BAM – Behind the association and the marketers : Alain Mayné

BAM peut compter sur toute une série de fortes personnalités. Grâce à leur engagement sans limite envers la profession et leurs confrères, elles sont les éléments porteurs de la communauté marketing. Alain Mayné en est un bon exemple. Après 17 éditions du congrès marketing, le stratège en business, marketing et branding a décidé de s’y impliquer activement.

Alain Mayné_Congress

D’où vient votre intérêt pour le marketing ?

« Enfant, j’étais très rationnel. Mais j’avais une grand-tante et un grand-oncle qui possédaient une agence de publicité, RRDewitt. J’y allais de temps en temps pour les regarder travailler, entre autres avec des feutres de couleur. Ils avaient l’air de s’amuser en dessinant. 

Je voulais comprendre la dimension émotionnelle du "business", c’est pourquoi j’ai entrepris des études de marketing. C’était l’époque où l’on encensait les marketeurs qui déclaraient avoir réduit leurs emballages sans changer leurs prix. Après mes études, j’ai pu rejoindre DDB Rapp Collins, où je suis devenu le deuxième employé dans la start-up d’Yves Baudechon. Je n’ai jamais quitté ce petit monde. À l’exception d’un projet de start-up avec ma famille dans le secteur du design verrier. »

Pourquoi êtes-vous actif au sein de BAM ? 

« En tant que stratège, je me rendais chaque année au congrès marketing, d’abord organisé par la Fondation Marketing, puis par StiMa. J’étais séduit par le mix entre contenus et réseautage.

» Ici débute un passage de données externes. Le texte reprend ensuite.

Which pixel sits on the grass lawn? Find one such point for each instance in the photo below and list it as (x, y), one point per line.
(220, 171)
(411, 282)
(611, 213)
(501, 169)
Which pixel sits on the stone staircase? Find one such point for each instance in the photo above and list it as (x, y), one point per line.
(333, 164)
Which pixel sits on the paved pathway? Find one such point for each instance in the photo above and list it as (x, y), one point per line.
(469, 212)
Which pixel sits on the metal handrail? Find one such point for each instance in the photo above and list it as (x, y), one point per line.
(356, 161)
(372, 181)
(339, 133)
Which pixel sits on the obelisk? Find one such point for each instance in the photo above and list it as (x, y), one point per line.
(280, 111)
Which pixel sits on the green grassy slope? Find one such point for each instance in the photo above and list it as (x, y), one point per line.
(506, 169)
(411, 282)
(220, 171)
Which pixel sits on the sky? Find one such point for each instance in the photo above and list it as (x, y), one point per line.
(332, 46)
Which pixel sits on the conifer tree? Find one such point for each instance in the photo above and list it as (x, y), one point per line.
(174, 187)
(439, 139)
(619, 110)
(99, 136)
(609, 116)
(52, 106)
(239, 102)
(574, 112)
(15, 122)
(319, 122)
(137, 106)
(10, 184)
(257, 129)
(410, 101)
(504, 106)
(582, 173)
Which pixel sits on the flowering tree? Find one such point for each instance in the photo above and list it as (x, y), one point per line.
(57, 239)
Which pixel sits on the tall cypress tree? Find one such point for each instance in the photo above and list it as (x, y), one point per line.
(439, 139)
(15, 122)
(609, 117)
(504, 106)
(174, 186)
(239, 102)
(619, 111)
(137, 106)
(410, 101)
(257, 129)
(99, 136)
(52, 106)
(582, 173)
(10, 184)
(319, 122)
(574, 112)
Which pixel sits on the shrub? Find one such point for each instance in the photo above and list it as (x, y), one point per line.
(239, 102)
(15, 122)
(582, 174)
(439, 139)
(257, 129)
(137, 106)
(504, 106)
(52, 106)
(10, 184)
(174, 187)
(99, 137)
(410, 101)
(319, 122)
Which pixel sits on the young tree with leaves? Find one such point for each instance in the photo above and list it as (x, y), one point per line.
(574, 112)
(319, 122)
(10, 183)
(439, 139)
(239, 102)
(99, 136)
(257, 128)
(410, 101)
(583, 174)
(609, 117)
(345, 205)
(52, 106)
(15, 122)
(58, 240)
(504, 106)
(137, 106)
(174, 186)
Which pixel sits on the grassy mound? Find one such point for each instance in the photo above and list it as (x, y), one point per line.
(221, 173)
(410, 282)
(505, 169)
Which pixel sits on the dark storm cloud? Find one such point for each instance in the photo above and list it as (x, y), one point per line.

Après y avoir été modérateur à neuf reprises0, j’ai senti qu’il était temps de m’engager plus activement dans l’association. Plus on s’implique, mieux on capte l’air du temps, et c’était bien là mon intention.

Au début de BAM, le premier CEO Patrick Steinfort m’a demandé de diriger l’Expert Hub Communication, avec Annie Courbet comme coach. L’une des premières choses que nous avons organisées a été un atelier autour du concept de "Meaningful Marketing". C’était le cheval de bataille de BAM, mais beaucoup ne savaient pas de quoi il s’agissait au juste. 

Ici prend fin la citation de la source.